Penyelidik Komisi Pemberantasan Korupsi (KPK) Harun Al Rasyid berharap, Ketua KPK Komjen Pol Firli Bahuri menyadari atas tindakan yang dilakukannya.

Harun berharap, Firli menyadari tindakannya yang menonaktifkan 75 pegawai KPK akan merugikan banyak pihak. Bukan hanya 75 pegawai lembaga antirasuah yang dinonaktifkan saja, melainkan masyarakat Indonesia yang konsen terhadap pemberantasan tindak pidana korupsi (KPK).

"Semoga Allah menyadarkan Ketua KPK bahwa dunia ini hanya panggung sandiwara," ujar Harun kepada Liputan6.com, Rabu (12/5/2021).
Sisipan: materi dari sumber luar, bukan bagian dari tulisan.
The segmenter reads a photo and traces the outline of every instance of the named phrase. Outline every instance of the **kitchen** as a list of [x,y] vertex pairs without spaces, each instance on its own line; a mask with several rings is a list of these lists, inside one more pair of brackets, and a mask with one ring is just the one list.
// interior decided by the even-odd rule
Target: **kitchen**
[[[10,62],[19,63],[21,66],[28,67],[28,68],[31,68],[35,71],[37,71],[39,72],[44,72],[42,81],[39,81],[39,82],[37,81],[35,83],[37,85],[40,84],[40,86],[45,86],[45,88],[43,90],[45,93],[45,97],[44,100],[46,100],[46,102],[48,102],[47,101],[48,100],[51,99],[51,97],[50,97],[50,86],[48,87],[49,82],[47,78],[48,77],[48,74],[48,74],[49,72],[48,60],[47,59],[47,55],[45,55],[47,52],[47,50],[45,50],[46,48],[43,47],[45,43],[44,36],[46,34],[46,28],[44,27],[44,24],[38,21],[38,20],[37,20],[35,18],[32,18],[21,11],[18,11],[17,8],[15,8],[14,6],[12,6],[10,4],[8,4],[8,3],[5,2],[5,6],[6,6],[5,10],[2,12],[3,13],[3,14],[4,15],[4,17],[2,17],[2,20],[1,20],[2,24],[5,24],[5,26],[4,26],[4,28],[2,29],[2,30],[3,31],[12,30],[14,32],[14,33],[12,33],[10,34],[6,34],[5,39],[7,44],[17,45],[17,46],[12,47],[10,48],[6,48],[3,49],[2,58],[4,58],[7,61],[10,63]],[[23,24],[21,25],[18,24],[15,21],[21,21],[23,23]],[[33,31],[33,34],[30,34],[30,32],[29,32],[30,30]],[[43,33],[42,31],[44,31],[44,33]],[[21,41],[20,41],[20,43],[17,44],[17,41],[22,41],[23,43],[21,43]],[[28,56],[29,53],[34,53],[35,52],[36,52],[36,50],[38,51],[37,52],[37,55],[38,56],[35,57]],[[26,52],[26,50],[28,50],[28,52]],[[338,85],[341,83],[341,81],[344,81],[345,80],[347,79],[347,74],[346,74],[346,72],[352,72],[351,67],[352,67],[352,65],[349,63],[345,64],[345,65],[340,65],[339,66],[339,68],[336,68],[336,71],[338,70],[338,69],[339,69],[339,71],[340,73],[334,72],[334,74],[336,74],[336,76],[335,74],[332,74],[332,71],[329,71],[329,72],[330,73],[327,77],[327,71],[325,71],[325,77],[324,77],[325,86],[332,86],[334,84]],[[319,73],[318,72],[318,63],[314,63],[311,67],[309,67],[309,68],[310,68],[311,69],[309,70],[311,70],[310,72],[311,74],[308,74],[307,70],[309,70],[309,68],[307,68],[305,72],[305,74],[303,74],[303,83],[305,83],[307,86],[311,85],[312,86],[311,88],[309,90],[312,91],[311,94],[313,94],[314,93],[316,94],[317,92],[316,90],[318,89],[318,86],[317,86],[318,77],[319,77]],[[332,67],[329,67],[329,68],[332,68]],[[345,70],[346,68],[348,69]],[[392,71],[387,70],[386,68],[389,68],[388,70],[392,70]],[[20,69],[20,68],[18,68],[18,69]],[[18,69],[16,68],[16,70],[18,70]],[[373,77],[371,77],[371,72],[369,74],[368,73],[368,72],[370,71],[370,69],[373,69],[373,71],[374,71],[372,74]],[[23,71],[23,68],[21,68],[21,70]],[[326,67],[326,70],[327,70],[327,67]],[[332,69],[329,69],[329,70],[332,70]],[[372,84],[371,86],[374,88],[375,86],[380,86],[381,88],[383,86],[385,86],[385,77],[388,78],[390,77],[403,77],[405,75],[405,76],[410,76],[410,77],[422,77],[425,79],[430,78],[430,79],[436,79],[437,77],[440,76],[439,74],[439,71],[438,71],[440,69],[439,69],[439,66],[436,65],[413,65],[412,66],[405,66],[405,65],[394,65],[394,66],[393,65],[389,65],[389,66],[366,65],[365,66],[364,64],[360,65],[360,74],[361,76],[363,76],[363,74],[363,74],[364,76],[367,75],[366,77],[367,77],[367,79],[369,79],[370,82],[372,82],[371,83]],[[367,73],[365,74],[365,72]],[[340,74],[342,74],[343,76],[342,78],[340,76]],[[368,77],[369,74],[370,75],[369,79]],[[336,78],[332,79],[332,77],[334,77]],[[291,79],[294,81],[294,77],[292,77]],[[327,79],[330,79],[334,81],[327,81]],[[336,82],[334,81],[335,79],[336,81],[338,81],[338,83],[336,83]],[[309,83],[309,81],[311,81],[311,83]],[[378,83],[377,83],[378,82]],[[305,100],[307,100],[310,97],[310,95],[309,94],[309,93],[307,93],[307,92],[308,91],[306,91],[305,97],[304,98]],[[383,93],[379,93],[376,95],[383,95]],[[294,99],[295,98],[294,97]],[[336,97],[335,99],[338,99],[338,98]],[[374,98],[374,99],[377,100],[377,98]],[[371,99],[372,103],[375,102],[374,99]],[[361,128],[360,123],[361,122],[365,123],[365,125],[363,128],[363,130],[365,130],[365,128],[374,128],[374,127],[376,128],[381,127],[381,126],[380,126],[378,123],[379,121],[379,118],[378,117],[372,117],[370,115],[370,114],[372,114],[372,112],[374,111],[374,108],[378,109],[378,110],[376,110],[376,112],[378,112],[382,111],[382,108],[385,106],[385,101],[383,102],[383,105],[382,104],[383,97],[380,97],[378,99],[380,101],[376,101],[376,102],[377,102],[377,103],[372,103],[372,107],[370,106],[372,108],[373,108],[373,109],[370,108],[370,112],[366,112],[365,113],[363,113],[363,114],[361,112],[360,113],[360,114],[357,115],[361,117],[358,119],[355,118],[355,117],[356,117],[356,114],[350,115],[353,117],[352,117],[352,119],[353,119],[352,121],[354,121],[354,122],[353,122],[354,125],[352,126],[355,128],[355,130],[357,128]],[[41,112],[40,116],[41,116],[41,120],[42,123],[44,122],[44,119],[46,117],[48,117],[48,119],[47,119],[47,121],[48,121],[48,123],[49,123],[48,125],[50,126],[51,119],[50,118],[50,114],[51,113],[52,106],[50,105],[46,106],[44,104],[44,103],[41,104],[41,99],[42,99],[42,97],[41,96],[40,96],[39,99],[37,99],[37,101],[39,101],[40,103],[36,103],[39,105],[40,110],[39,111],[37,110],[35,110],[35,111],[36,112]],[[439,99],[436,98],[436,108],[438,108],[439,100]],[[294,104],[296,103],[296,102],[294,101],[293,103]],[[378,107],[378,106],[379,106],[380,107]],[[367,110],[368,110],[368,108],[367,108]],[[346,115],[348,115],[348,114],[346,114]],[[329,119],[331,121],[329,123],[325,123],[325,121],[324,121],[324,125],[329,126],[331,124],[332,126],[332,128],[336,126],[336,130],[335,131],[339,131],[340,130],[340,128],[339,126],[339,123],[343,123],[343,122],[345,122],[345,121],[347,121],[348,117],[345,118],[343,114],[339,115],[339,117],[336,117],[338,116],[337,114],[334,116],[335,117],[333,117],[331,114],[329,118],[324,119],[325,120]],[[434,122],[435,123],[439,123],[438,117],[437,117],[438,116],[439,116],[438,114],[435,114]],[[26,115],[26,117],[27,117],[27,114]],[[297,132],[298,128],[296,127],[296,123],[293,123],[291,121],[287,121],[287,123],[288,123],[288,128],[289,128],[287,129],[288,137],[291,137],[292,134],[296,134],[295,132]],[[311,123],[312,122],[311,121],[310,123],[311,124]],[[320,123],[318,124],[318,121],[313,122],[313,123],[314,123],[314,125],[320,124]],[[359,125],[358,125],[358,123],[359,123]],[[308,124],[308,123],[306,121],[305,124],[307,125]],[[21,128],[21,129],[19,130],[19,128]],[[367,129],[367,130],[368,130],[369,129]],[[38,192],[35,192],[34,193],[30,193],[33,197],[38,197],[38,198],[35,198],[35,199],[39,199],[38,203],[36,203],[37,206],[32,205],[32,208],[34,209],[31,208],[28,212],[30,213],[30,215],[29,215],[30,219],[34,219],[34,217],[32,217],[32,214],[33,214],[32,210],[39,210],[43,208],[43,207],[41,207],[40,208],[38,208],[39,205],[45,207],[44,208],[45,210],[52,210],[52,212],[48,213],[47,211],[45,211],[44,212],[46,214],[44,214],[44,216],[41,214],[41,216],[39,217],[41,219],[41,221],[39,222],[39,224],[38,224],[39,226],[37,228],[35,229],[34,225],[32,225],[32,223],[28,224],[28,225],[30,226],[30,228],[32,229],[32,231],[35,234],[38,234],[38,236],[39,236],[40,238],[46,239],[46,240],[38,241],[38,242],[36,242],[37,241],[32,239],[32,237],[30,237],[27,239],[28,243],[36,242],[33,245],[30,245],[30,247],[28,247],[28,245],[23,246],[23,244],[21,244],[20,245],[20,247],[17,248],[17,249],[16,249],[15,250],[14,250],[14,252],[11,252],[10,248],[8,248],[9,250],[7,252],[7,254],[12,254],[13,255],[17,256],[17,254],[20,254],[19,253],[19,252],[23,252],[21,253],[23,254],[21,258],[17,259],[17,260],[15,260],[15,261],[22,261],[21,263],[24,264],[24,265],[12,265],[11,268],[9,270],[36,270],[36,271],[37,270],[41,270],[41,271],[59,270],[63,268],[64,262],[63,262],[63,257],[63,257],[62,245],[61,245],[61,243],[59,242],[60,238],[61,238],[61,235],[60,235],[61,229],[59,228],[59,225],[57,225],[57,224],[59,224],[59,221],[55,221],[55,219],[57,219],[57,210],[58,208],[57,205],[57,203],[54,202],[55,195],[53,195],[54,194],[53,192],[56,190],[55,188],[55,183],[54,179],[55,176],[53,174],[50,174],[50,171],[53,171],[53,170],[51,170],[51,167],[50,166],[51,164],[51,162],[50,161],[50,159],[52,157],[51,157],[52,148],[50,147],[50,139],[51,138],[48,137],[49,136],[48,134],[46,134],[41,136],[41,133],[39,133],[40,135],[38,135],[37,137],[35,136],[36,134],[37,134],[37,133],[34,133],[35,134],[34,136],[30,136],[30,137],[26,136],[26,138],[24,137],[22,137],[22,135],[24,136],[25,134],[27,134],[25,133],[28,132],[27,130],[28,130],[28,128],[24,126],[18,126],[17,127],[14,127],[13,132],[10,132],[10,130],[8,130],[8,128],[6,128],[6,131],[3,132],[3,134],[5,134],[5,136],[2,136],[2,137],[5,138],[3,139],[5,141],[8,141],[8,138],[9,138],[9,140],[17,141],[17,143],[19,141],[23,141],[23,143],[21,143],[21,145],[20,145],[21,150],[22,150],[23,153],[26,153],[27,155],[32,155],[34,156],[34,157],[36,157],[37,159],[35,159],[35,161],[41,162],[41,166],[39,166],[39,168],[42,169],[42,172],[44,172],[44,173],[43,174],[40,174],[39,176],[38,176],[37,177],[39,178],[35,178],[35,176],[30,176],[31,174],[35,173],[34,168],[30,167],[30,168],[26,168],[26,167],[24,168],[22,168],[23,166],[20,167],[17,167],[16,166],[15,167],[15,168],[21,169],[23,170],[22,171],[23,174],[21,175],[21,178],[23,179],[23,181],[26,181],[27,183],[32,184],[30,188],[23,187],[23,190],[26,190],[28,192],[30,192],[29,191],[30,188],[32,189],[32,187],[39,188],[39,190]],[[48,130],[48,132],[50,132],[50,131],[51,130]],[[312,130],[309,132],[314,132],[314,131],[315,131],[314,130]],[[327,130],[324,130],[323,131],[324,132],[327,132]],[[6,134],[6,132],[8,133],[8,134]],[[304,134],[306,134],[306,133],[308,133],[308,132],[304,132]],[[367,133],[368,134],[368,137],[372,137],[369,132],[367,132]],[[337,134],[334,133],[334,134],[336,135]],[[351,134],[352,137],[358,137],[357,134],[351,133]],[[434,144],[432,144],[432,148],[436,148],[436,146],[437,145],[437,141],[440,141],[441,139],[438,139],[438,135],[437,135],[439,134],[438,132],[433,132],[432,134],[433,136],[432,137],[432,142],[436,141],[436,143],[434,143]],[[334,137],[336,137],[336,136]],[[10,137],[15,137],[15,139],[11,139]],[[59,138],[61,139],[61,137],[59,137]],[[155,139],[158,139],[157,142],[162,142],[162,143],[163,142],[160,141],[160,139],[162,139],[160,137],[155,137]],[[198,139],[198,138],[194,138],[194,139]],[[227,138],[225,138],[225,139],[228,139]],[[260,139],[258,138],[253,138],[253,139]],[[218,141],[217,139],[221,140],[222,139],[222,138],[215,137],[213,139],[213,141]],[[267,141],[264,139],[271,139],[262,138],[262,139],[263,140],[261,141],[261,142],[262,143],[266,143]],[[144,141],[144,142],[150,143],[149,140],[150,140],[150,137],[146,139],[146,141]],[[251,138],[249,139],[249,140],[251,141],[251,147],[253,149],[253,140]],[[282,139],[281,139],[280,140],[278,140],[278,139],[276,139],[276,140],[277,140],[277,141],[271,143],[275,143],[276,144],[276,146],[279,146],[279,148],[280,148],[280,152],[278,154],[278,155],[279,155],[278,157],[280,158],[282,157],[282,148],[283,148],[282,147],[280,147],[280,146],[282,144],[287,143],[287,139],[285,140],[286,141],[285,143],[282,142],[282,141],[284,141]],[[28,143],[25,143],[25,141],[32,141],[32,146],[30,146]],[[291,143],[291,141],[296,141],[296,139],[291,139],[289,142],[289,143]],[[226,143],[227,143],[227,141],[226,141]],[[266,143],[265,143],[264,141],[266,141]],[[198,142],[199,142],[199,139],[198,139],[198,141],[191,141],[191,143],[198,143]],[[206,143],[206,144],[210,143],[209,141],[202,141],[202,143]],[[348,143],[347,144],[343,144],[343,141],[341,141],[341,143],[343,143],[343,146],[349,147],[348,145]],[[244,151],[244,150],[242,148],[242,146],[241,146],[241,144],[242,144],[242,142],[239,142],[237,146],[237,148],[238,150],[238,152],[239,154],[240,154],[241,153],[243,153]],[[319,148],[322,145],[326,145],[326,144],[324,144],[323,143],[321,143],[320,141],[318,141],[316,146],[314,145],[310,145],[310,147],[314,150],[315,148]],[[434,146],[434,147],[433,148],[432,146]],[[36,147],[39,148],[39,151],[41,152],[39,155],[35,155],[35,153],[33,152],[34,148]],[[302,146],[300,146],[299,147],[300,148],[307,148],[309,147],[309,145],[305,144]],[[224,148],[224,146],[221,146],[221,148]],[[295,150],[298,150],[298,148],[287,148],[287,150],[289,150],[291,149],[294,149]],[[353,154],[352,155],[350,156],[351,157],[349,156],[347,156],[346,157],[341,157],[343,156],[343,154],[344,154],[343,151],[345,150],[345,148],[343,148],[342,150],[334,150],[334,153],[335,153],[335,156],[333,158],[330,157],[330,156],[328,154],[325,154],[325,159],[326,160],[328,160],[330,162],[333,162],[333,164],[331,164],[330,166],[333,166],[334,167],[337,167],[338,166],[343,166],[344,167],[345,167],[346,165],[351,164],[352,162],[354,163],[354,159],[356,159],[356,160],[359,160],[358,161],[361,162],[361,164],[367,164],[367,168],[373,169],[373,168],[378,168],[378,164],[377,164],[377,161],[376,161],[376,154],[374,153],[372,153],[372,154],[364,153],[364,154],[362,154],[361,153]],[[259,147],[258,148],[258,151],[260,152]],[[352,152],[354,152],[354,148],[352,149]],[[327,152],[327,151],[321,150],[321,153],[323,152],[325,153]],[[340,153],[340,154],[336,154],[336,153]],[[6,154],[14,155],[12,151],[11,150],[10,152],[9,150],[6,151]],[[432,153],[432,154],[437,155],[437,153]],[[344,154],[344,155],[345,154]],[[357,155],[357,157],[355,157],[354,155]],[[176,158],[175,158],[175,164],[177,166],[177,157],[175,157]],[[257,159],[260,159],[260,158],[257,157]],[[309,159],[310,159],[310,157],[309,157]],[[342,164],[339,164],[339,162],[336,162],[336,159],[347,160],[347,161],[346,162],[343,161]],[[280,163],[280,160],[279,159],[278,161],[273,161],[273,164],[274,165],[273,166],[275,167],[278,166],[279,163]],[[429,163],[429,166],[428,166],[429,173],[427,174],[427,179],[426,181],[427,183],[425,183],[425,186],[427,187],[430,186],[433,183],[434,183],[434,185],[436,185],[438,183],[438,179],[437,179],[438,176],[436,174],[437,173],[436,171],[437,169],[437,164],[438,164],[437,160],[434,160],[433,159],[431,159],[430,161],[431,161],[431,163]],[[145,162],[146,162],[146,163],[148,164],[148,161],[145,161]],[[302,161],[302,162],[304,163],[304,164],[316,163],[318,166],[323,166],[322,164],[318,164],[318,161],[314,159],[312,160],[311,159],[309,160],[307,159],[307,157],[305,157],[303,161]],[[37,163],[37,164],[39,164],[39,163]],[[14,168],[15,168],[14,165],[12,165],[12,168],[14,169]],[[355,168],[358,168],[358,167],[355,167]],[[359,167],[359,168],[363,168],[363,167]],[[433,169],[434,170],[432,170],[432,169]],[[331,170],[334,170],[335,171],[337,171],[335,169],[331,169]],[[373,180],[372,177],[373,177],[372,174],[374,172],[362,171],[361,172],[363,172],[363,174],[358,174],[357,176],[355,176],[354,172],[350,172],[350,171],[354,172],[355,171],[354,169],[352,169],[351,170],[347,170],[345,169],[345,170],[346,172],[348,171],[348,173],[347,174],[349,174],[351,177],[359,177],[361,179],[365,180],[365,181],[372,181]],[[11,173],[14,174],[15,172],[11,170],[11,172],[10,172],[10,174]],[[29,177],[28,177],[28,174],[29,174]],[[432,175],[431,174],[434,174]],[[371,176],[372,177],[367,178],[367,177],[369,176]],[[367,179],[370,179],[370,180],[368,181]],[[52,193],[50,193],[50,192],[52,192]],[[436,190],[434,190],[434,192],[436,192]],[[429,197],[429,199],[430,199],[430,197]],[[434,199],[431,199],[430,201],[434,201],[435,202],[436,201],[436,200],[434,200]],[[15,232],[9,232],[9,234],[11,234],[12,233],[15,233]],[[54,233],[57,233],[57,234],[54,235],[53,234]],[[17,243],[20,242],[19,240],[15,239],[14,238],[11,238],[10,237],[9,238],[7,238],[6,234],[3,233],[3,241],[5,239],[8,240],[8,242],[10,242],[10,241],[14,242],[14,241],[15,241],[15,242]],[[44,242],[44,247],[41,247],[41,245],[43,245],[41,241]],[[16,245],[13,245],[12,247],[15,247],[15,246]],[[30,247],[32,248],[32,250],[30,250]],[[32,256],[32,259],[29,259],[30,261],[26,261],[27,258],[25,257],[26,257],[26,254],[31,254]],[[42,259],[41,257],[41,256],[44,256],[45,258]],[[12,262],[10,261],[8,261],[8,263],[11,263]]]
Harun menyebut tak semua pimpinan KPK setuju dengan diadakannya tes wawasan kebangsaan (TWK) sebagai syarat alih status menjadi aparatur sipil negara (ASN). Menurut penulis buku 'Fikih Persaingan Usaha dan Moralitas Antikorupsi' ini, hanya Ketua KPK Komjen Pol Firli Bahuri yang mendorong agar TWK diselenggarakan.

"Saya beberapa kali komunikasi dengan pimpinan yang lain, dan ini sudah dinyatakan oleh pimpinan lainnya ternyata bahwa di KPK itu sudah tak ada kolektif kolegial. Ketua KPK yang gigih dan getol mendorong untuk dilakukannya test wawasan kebangsaan," kata Harun.

Harun pun mengaku kecewa terhadap pimpinan KPK lainnya yang tidak setuju diadakannya asesmen TWK namun hanya diam saja. Menurut Harun, jika sebagian pimpinan KPK yang tidak setuju dengan TWK bersuara, maka kemungkinan tak ada penonaktifan 75 pegawai.